To = 8.6576*E + 112.66 #T is function of E

#setpoint CV1
sp_d = np.ones(len(t))*940 #
sp_d[20:] =945
sp_d[60:]=930
d = m.Param(value=sp_d)

# setpoint CV2
sp_m = np.ones(len(t))*4 #
sp_m[40:] = 40
sp_m[80:]= 10
mi = m.Param(value=sp_m)

#setpoint CV3
sp_q = np.ones(len(t))*94 
sp_q[15:] =94.5
sp_q[70:]=95
q = m.Param(value=sp_q)

# Controlled Variable
h2 = m.Var(value=1, lb=0, ub=300)
CV1 = m.Var(value=940) 
CV2 = m.Var() 
DT = m.Var() 
k_2 = m.Var(value=0.4) #K by CV2
k_1 = m.Var(value=1) #K by CV1
CV3=m.Var(value=94)

m.Obj((d-CV1)**2)
m.Obj((mi-CV2)**2)
m.Obj((q-CV3)**2)

# Process model

m.Equation(h2==40*k_mi*(1-m.exp(-(ti_m-tau_m_d)/tau_m)))
m.Equation(B==0.8*k_d*(1-m.exp(-(ti_d-tau_d_d)/tau_d)))
m.Equation(CV1==(1000*(-0.149776*B+0.300058*B**2-0.237433*B**3+0.0001952*(h2)+0.000149*(T)+0.91439)))
m.Equation(CV2==m.exp(2.05433906*Bi+0.08761687*(h2)+0.19555572*Ei-0.02127295*H1+0.02838329*DT-5.59437532)) 
m.Equation(CV3==(((To-(Ti+4))/(((16.15-0.019*(To+Ti)/2))*E))-0.06*Bi)*100)
m.Equation(k_mi==CV2*0.1)
m.Equation(k_d==0.0909/B) #
m.Equation(DT==To-Ti)

m.options.IMODE = 6 # MPC
m.options.COLDSTART = 1
m.solve(disp=True)

import json
with open(m.path+'//results.json') as f:
    results = json.load(f)

plt.figure(figsize=(15,25))
plt.subplot(6,1,1)
plt.plot(m.time,B.value,'b-',label='MV Optimized')

plt.ylabel('B')
plt.legend(loc='best')
plt.subplot(7,1,2)
plt.plot(m.time,results['v2'],'k-',label='CV Response')
plt.plot(m.time,results['p12'],'r--',label='Setpoint')
plt.legend(loc='best')
plt.ylabel('CV1')

plt.subplot(7,1,3)
plt.plot(m.time,E,'b-',label='MV Optimized')
plt.legend(loc='best')
plt.ylabel('E')

plt.subplot(7,1,4)
plt.plot(m.time,q,'r--',label='CV3 Setpoint')
plt.plot(m.time,results['v7'],'b-',label='CV3 Response')
plt.ylim([93, 96])
plt.ylabel('CV3')

plt.legend(loc='best')

plt.subplot(7,1,5)
plt.plot(m.time,results['v1'],'b-',label='MV Optimized')
plt.legend(loc='best')
plt.ylabel('H2')

plt.subplot(7,1,6)
plt.plot(m.time,results['v3'],'k-',label='CV Response')
plt.plot(m.time,results['p13'],'r--',label='Setpoint')
plt.plot(m.time,pred,'b-',label='RNA')

plt.ylabel('CV2')
plt.legend(loc='best')

plt.subplot(7,1,7)
plt.plot(m.time,T,'k-',label='Tmean')
plt.ylabel('T (°C)')
plt.xlabel('Tempo (min)')
plt.legend(loc='best')

plt.show()

Gekko requires the equations of a model to build the automatic differentiation.

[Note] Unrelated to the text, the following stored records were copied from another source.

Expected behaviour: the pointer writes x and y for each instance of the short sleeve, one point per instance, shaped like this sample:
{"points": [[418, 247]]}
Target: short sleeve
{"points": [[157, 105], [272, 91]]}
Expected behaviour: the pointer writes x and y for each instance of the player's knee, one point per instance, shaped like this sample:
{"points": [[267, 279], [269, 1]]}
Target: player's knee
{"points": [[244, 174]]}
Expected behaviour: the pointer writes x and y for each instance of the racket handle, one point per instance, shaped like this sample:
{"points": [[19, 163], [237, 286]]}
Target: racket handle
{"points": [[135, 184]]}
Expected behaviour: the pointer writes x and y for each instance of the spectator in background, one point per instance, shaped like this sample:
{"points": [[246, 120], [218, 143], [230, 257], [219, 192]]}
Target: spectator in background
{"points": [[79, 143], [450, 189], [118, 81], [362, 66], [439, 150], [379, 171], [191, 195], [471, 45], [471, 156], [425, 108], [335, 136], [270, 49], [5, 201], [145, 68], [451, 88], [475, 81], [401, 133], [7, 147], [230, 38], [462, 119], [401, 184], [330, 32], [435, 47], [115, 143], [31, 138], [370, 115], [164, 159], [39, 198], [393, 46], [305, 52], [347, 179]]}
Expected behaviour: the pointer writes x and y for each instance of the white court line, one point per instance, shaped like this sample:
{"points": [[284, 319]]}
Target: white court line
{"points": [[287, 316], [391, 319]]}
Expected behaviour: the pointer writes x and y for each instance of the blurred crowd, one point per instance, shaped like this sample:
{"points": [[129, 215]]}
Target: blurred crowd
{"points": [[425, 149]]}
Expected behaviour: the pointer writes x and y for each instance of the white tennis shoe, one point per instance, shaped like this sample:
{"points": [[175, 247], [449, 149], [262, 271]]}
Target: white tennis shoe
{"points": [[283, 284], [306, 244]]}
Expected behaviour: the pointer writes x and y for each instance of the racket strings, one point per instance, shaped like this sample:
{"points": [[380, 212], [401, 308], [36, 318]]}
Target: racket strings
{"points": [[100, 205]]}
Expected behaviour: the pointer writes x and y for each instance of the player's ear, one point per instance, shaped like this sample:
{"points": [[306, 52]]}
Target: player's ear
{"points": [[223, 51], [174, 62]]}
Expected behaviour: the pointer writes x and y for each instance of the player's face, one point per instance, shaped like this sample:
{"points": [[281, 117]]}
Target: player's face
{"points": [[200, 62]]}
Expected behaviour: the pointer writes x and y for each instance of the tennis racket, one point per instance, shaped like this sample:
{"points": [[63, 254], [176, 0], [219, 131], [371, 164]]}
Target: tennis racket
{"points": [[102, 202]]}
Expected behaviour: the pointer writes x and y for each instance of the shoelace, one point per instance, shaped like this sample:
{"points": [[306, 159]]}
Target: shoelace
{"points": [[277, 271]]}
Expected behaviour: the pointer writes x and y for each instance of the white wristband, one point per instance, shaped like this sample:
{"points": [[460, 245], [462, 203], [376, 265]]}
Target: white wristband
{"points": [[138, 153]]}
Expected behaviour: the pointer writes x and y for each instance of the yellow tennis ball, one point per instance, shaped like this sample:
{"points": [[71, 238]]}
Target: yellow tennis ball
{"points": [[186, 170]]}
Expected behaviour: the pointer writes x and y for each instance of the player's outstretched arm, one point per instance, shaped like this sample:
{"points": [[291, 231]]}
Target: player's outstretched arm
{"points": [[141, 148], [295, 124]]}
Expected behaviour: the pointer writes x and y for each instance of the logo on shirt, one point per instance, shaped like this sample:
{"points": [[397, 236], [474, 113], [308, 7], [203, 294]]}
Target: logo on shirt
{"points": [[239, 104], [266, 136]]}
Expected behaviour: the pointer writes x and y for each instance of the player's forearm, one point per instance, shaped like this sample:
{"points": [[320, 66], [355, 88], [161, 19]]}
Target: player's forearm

It does not allow a black box model currently. To use the model prediction as a bias update, create a new variable such as:

bias = m.Param()
h2_bias = m.Var()
m.Equation(h2_bias==h2+bias)

That way, the external model can update the bias value such as:

bias.value = h2_meas - h2.value[0]

This happens outside the optimization routine, so bias is a fixed value.